Parser Specification

NMFU source files support C++-style line comments (text after // on a line is ignored until the end of the line)

Top-Level Constructs

At the top-level, all NMFU parsers consist of a set of output-variables, macro-definitions, hook-definitions and the parser code itself.

Outputs

The output-variables are specified with the output-declaration:

out_decl: "out" out_type IDENTIFIER ";"
        | "out" out_type IDENTIFIER "=" atom ";"

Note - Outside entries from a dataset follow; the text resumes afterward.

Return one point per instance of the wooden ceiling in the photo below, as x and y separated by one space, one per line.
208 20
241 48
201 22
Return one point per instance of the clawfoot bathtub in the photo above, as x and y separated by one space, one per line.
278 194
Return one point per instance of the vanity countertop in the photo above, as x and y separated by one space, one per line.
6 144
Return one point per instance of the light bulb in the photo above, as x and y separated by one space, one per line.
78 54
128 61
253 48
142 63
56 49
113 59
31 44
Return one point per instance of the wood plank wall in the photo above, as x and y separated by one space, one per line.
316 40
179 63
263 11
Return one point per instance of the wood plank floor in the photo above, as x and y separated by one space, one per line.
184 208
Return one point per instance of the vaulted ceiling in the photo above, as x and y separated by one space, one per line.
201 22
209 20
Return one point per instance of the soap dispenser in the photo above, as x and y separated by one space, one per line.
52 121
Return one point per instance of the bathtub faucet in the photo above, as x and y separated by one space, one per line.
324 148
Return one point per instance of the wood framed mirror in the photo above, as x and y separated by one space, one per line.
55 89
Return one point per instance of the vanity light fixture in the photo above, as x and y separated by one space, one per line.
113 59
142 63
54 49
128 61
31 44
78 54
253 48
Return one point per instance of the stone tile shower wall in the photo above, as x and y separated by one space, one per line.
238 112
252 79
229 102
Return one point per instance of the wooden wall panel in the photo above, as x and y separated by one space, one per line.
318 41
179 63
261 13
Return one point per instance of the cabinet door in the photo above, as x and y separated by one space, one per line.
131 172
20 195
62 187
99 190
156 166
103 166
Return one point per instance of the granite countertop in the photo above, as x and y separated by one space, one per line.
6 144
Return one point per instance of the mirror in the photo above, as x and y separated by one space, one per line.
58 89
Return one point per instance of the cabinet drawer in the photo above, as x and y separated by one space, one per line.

out_type: "bool" -> bool_type
        | "int" ("{" int_attr ("," int_attr)* "}")? -> int_type
        | "enum" "{" IDENTIFIER ("," IDENTIFIER)+ "}" -> enum_type
        | "str" "[" RADIX_NUMBER "]" -> str_type
        | "unterminated" "str" "[" RADIX_NUMBER "]" -> unterm_str_type
        | "raw" "{" IDENTIFIER "}" -> raw_type

int_attr: SIGNED -> signed_attr
        | "size" NUMBER -> width_attr

For example:

out int{unsigned, size 16} content_length = 32;
out bool supports_gzip = false;

// note you can't set default values for strings and enums

out str[32] url;
out enum{GET,POST} method;
out raw{uint64_t} unsigned_out;

Integers can have their signedness and bit size set (defaulting to signed 32-bits). All strings have a defined maximum size, which includes the automatically added null-terminator (if not suppressed with the unterminated option). There is also the raw type, which acts like a string except it's exposed to you as whatever type you provide. No byte-order conversions are performed by NMFU.

Macros

Macros in NMFU are simple parse-tree level replacements. They look like:

macro_decl: "macro" IDENTIFIER macro_args "{" statement* "}"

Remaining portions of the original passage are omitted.